Donald Trump si era appena insediato da 24 ore. E nella furia di voler far vedere che tutto e tutti sarebbero stati cambiati emise un ordine esecutivo che ne eliminava un altro di Joe Biden sull’intelligenza artificiale. Ordine che imponeva controlli di sicurezza sui modelli di AI prima di essere lanciati. Il vice di Trump, JD Vance, si fece subito interprete della nuova era all’insegna della deregolamentazione.

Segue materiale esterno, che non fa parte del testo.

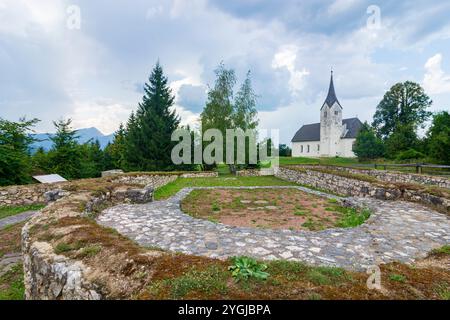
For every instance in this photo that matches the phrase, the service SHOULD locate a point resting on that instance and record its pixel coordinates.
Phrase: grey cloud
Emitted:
(192, 97)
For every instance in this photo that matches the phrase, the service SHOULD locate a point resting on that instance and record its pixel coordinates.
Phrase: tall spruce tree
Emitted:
(149, 131)
(15, 141)
(115, 151)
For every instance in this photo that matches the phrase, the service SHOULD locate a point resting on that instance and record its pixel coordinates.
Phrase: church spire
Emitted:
(331, 97)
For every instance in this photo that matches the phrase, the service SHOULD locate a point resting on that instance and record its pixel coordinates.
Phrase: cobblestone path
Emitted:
(16, 218)
(396, 231)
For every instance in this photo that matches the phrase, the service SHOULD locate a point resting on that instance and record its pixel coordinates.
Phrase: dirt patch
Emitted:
(264, 208)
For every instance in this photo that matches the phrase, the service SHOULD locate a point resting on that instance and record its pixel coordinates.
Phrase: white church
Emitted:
(332, 137)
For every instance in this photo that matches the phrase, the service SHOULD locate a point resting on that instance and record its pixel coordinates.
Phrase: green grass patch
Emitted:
(352, 217)
(442, 250)
(66, 247)
(173, 187)
(209, 281)
(443, 291)
(7, 211)
(90, 251)
(397, 277)
(323, 161)
(11, 284)
(327, 275)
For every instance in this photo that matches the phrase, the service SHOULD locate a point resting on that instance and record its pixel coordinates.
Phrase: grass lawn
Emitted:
(271, 208)
(11, 284)
(190, 277)
(7, 211)
(322, 161)
(172, 188)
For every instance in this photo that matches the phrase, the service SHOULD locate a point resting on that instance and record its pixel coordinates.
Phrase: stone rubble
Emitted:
(396, 231)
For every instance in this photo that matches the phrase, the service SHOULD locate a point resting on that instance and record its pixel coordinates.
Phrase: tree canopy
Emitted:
(405, 104)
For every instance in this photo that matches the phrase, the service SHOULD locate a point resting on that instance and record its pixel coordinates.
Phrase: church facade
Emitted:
(332, 137)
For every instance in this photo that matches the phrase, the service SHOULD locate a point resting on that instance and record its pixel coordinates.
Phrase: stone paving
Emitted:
(396, 231)
(16, 218)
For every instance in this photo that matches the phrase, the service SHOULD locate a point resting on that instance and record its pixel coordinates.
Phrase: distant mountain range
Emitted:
(84, 135)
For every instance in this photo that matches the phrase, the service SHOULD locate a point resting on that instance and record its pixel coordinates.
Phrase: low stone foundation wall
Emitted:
(390, 176)
(23, 195)
(255, 172)
(34, 193)
(117, 269)
(353, 187)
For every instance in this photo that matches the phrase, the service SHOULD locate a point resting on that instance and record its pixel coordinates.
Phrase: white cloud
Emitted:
(286, 58)
(104, 115)
(435, 80)
(339, 6)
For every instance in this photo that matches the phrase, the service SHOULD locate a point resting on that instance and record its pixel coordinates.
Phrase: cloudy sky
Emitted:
(54, 65)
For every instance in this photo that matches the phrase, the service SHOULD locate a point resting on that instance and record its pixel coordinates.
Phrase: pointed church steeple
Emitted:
(331, 97)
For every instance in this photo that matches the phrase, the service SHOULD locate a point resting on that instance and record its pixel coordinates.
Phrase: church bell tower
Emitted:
(330, 123)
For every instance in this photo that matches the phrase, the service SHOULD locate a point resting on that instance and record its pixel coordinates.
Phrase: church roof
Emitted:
(311, 132)
(331, 97)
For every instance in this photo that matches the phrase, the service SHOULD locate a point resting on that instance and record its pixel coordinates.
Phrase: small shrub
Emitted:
(353, 218)
(443, 291)
(62, 247)
(245, 268)
(90, 251)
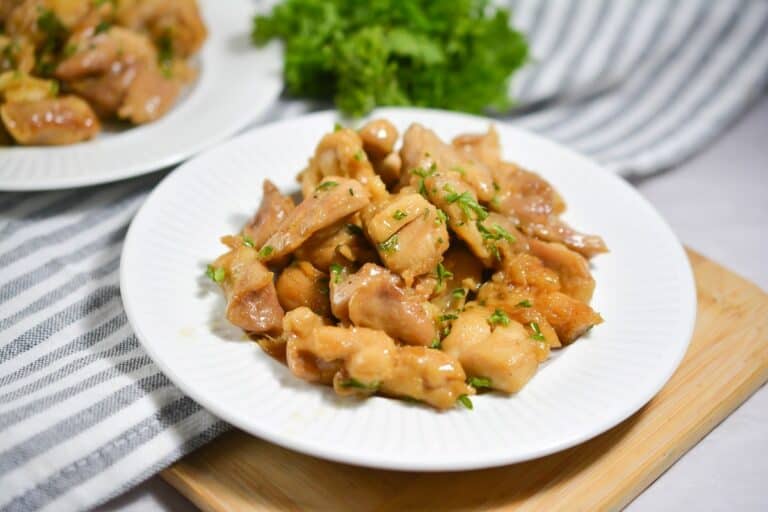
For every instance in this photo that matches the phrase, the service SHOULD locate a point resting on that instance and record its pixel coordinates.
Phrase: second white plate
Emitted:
(236, 83)
(644, 291)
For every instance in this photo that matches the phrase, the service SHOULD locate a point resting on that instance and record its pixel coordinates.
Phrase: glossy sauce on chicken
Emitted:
(67, 65)
(426, 273)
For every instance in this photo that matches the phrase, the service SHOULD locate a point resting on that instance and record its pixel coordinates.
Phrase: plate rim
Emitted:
(298, 444)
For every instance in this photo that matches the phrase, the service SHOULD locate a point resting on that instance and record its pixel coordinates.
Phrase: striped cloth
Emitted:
(85, 414)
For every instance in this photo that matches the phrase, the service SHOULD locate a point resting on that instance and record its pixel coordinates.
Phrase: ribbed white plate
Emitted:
(645, 292)
(236, 83)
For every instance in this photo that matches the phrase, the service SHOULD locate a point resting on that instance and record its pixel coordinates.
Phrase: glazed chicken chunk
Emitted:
(248, 286)
(362, 360)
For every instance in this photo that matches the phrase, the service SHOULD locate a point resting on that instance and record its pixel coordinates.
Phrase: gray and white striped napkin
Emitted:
(85, 414)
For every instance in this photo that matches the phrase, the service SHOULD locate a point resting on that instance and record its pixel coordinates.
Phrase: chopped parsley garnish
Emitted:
(443, 274)
(215, 274)
(390, 245)
(495, 233)
(450, 55)
(466, 202)
(479, 382)
(537, 335)
(354, 383)
(327, 185)
(498, 317)
(354, 229)
(336, 271)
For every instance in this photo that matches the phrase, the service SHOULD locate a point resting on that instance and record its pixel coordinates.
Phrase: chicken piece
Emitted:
(426, 375)
(571, 318)
(341, 153)
(507, 356)
(528, 271)
(301, 284)
(457, 200)
(533, 201)
(333, 199)
(21, 87)
(248, 286)
(176, 26)
(16, 54)
(423, 149)
(374, 297)
(462, 273)
(149, 97)
(117, 71)
(93, 53)
(55, 121)
(272, 211)
(417, 247)
(364, 361)
(337, 244)
(379, 137)
(483, 147)
(571, 267)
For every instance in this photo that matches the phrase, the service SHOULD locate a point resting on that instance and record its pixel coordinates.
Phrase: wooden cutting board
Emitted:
(726, 362)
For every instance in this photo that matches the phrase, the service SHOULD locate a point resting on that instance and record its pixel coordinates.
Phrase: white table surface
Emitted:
(718, 204)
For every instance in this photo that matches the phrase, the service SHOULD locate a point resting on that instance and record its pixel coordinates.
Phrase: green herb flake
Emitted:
(102, 26)
(479, 382)
(215, 274)
(443, 275)
(399, 215)
(498, 317)
(336, 272)
(458, 293)
(326, 185)
(354, 383)
(390, 245)
(537, 334)
(466, 202)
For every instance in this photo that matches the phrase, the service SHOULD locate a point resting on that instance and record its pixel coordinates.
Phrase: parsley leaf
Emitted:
(456, 55)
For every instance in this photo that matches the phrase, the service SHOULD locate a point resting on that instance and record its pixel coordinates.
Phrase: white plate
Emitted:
(236, 83)
(644, 290)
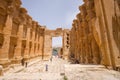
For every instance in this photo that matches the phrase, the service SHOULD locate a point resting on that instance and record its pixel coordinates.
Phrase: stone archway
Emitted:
(48, 42)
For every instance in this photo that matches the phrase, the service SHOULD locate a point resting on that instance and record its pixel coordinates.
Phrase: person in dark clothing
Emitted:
(22, 61)
(46, 67)
(76, 62)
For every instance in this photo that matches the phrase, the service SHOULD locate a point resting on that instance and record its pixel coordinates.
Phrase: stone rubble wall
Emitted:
(21, 38)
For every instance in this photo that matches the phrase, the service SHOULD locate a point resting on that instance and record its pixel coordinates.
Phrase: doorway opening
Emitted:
(57, 46)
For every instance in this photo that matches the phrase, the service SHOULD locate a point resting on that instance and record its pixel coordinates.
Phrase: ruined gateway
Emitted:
(93, 39)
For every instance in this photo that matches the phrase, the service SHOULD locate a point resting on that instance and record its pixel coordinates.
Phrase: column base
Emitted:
(16, 61)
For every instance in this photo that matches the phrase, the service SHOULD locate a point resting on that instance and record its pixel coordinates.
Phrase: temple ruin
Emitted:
(93, 39)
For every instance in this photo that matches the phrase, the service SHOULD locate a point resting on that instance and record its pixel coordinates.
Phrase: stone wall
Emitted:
(21, 38)
(94, 37)
(48, 42)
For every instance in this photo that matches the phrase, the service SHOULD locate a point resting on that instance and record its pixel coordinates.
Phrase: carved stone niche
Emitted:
(15, 26)
(90, 14)
(13, 40)
(83, 10)
(3, 16)
(22, 15)
(16, 3)
(89, 4)
(79, 17)
(1, 40)
(28, 21)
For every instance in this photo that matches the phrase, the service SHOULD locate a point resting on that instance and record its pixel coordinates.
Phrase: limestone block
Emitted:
(1, 70)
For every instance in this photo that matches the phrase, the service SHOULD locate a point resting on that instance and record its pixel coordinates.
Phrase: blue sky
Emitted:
(53, 13)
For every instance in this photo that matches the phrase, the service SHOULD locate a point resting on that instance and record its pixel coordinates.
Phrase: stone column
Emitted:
(4, 54)
(27, 54)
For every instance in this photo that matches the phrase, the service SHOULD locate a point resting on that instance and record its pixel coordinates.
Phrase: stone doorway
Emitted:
(49, 34)
(57, 43)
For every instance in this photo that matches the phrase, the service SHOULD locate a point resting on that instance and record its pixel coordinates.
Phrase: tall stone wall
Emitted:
(48, 42)
(94, 37)
(21, 38)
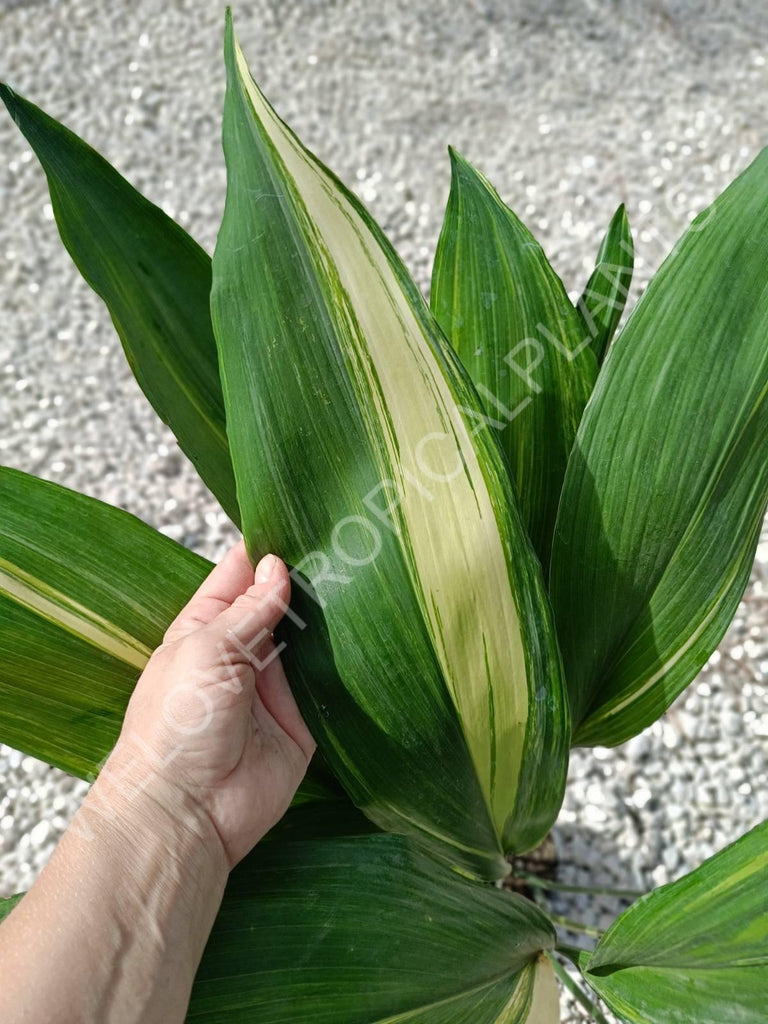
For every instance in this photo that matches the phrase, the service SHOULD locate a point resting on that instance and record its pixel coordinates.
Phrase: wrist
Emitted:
(135, 802)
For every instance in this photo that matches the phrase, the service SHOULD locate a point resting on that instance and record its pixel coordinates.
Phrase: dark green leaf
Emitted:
(370, 931)
(6, 905)
(602, 302)
(508, 315)
(86, 594)
(156, 282)
(667, 485)
(693, 950)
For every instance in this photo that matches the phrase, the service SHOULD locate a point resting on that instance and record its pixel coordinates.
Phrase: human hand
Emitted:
(212, 728)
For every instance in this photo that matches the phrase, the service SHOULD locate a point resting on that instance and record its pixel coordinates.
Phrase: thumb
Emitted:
(247, 625)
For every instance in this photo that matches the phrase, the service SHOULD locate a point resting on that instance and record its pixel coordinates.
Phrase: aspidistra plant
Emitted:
(502, 542)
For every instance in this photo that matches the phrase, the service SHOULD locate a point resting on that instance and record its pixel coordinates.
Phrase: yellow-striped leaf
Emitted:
(693, 950)
(602, 301)
(425, 658)
(509, 316)
(667, 484)
(369, 930)
(154, 279)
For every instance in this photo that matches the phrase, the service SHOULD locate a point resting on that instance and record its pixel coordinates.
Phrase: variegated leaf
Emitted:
(509, 316)
(427, 668)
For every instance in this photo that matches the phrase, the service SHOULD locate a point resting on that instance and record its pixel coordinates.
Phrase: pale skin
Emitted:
(212, 751)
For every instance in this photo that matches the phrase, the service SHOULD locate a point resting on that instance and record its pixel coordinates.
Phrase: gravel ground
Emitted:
(569, 108)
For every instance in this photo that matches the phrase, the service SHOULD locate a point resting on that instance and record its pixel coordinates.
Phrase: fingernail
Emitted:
(265, 568)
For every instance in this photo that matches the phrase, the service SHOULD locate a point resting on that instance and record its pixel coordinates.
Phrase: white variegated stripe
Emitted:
(536, 998)
(463, 582)
(52, 605)
(545, 999)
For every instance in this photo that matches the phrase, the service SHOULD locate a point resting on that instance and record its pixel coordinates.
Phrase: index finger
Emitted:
(227, 581)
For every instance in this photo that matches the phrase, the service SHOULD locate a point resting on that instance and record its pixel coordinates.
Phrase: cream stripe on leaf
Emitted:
(509, 317)
(667, 484)
(693, 950)
(428, 667)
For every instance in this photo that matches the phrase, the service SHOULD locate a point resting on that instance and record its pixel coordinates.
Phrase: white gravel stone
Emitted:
(569, 108)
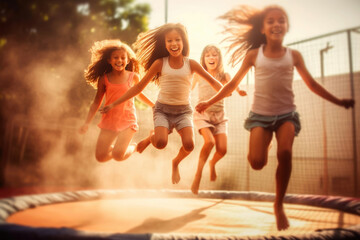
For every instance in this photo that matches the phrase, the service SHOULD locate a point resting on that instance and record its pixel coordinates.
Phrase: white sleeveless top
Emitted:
(175, 84)
(273, 93)
(206, 91)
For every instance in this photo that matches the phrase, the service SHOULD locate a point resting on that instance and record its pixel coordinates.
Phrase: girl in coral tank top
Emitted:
(112, 71)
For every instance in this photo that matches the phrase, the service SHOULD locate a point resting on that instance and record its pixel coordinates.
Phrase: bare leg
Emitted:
(187, 138)
(221, 148)
(285, 137)
(209, 142)
(143, 144)
(123, 147)
(175, 176)
(260, 139)
(104, 149)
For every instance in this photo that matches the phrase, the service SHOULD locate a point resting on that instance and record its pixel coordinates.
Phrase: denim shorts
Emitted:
(272, 123)
(172, 116)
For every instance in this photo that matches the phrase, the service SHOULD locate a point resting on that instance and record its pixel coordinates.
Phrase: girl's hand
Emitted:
(242, 92)
(202, 106)
(106, 108)
(83, 129)
(347, 103)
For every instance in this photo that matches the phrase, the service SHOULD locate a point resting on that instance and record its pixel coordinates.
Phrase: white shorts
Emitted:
(216, 121)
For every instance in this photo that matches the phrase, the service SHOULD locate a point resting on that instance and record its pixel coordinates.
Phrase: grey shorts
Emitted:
(172, 116)
(216, 121)
(272, 123)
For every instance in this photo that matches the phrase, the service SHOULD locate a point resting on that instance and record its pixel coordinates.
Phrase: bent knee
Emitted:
(209, 145)
(221, 151)
(101, 157)
(118, 155)
(188, 146)
(257, 163)
(160, 144)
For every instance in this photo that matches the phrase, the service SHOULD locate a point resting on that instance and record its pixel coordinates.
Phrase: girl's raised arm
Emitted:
(228, 88)
(94, 106)
(136, 89)
(142, 96)
(315, 86)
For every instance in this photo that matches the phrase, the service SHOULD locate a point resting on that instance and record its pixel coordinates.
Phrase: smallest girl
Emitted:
(212, 123)
(112, 71)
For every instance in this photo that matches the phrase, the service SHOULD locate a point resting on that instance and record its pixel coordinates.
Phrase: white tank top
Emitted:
(175, 84)
(206, 91)
(273, 93)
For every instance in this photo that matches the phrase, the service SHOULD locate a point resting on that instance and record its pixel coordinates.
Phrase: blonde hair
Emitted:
(220, 67)
(150, 45)
(244, 24)
(100, 53)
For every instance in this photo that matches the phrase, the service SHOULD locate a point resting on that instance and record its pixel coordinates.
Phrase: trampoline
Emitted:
(175, 214)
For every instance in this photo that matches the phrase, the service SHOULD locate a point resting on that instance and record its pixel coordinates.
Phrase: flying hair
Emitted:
(101, 53)
(244, 25)
(150, 45)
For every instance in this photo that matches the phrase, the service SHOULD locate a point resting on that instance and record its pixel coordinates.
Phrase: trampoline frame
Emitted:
(11, 205)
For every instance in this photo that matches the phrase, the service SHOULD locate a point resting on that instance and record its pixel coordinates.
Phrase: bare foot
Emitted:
(132, 148)
(143, 144)
(195, 185)
(282, 222)
(175, 173)
(213, 175)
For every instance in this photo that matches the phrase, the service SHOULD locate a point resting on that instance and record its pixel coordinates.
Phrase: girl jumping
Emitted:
(164, 52)
(112, 71)
(257, 37)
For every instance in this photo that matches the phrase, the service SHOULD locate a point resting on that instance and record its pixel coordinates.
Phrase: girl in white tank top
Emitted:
(163, 52)
(273, 65)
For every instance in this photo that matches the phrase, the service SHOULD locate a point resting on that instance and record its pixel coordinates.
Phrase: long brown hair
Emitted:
(100, 53)
(244, 25)
(150, 45)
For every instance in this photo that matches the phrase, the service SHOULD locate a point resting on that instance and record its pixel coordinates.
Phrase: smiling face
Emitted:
(174, 43)
(118, 60)
(275, 25)
(211, 59)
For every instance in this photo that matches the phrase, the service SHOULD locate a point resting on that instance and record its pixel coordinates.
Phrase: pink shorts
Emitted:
(216, 121)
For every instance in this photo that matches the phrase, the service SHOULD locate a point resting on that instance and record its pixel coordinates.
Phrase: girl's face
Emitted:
(118, 60)
(275, 25)
(173, 43)
(211, 59)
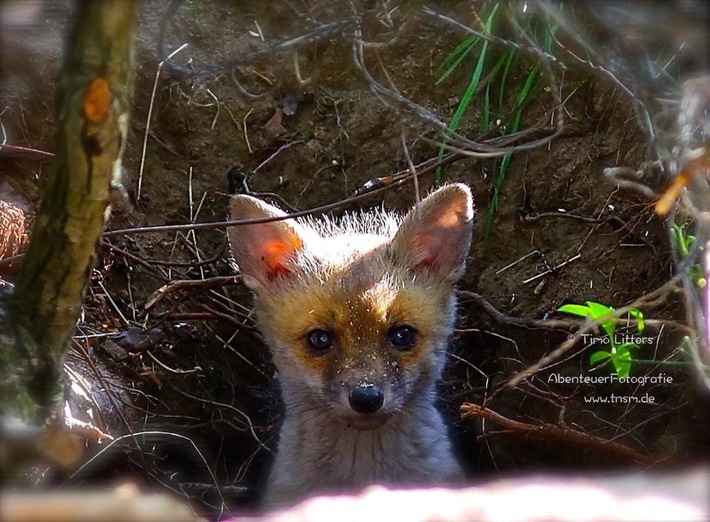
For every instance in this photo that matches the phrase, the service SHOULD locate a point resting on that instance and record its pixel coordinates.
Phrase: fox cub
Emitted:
(357, 316)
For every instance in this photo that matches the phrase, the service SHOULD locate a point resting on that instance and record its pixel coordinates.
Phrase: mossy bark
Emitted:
(39, 316)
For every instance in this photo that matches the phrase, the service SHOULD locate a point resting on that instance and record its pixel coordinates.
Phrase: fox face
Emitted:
(357, 314)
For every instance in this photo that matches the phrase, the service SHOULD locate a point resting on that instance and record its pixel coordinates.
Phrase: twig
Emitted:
(550, 431)
(150, 114)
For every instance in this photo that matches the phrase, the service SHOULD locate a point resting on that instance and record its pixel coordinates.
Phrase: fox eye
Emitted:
(402, 337)
(320, 340)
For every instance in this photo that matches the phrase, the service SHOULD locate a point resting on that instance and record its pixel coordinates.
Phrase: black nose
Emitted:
(367, 398)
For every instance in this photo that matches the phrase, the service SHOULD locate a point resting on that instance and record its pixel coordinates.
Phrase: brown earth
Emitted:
(203, 373)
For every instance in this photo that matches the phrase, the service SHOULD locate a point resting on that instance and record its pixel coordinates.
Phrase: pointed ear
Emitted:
(263, 251)
(435, 237)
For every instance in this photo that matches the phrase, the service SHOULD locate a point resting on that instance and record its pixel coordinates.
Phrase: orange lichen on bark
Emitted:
(97, 100)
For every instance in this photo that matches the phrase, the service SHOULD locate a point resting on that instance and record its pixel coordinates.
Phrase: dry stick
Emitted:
(150, 114)
(656, 295)
(172, 286)
(549, 324)
(412, 168)
(316, 210)
(550, 431)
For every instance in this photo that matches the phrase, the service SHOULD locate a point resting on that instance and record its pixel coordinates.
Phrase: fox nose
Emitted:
(366, 398)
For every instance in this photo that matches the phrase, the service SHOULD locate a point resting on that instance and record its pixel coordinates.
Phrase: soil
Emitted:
(192, 363)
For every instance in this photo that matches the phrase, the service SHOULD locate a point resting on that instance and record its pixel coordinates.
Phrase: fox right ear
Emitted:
(263, 251)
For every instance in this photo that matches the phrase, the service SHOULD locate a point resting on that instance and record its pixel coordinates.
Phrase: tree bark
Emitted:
(39, 316)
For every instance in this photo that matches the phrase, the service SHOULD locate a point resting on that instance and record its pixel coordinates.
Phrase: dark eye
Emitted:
(402, 337)
(320, 340)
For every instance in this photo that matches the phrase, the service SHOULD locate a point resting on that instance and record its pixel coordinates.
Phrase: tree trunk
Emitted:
(39, 316)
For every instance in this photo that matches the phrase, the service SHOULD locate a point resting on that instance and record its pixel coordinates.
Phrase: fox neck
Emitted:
(314, 441)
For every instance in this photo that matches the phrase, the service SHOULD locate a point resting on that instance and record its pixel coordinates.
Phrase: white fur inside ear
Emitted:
(435, 236)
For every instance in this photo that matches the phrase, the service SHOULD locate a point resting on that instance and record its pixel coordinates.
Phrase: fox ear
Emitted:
(435, 236)
(263, 251)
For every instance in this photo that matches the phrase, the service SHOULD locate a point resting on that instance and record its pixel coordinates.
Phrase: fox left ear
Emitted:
(435, 236)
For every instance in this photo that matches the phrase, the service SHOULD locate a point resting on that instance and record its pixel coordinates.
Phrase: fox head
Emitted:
(357, 314)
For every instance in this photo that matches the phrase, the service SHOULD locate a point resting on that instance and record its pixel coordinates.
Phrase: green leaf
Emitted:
(598, 357)
(638, 315)
(625, 347)
(623, 368)
(599, 310)
(581, 311)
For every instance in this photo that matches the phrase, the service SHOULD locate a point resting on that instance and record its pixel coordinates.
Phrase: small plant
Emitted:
(496, 72)
(619, 353)
(684, 241)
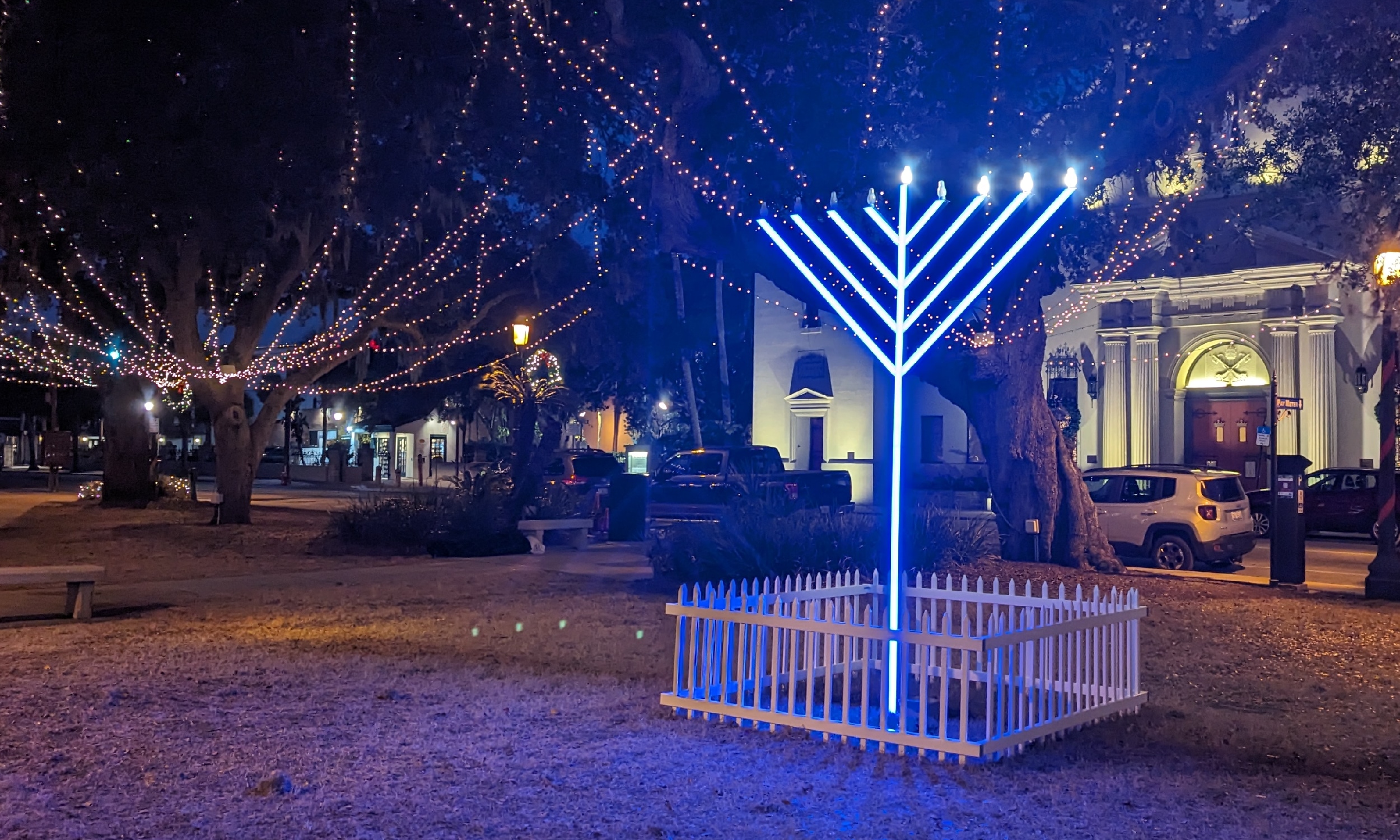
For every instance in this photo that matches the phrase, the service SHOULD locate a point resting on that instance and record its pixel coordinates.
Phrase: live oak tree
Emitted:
(268, 192)
(799, 101)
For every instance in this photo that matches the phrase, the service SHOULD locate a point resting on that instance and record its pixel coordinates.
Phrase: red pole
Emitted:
(1384, 573)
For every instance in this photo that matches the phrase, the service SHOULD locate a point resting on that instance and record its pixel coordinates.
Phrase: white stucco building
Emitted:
(1165, 370)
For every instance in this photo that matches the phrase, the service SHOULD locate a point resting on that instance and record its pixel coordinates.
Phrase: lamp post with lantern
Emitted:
(1384, 575)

Le regole frenano innovazione e sviluppo di una tecnologia così promettente, questo era l’assunto. Ma qualche giorno fa l’ennesima retromarcia di un’amministrazione che nel produrre confusione sembra maestra. Secondo quanto riportato dal New York Times, sarebbe al lavoro un gruppo di studio alla Casa Bianca per capire come procedere nei controlli di sicurezza sui modelli di intelligenza artificiale prima di essere lanciati.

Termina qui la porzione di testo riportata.